Tomatillo Empanadas

  • Cooking Channel

Total Time:
45 min
15 min
Inactive Prep:
30 min
10 empanadas


  • 5 ounces tomatillos, husked (about 4 medium)
  • 1 large ear sweet corn, shucked
  • 5 ounces pepper Jack cheese
  • Kosher salt
  • 1 1/4 cups vegetable oil
  • 10 empanada wrappers, plain or with annatto


Preheat the broiler and line a baking sheet with foil.

Halve the tomatillos and place them cut-side down on the foil. Broil until softened and lightly charred in spots, 3 to 4 minutes. Flip and broil again until golden brown but not black (the tomatillos should be tender but not mushy), 2 to 3 minutes more. Transfer to a cutting board, cool slightly, then chop the tomatillos coarsely.

While the tomatillos are broiling, stand the ear of corn in a bowl with a flat bottom and slice the kernels off right into the bowl.

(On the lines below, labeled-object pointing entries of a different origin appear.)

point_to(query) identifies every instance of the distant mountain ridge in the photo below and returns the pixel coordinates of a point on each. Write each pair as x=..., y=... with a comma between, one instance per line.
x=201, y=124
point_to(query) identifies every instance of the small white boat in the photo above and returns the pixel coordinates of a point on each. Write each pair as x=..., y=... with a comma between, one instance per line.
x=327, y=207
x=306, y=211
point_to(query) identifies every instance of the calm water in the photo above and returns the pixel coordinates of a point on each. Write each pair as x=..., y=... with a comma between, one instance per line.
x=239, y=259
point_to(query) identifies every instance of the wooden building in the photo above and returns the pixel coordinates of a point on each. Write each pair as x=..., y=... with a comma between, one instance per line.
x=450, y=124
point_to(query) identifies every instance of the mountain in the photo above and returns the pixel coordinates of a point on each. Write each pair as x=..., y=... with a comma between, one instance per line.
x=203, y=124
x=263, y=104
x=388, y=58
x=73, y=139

Grate the cheese on top of the corn. Add the chopped tomatillos and a big pinch of salt, and then toss to combine.

Heat the oil in a 10-inch, high-sided skillet over medium heat until a deep-fry thermometer inserted in the oil registers 340 degrees F.

Have a little bowl of cool water on hand. Lay the empanada wrappers on a cutting board. Place 2 heaping tablespoons of the tomatillo filling in a short strip in the center of one wrapper. Then brush a little water on the bottom edge of the wrapper and fold the top half over, creating a half-moon shape. Press to seal with your fingers, and then crimp the edges with a fork. Repeat with the remaining filling and wrappers.

Fry the empanadas, 5 at a time, until golden brown, 5 to 6 minutes. Flip and fry until deep golden brown, another 2 to 3 minutes. Drain on a rack and serve immediately.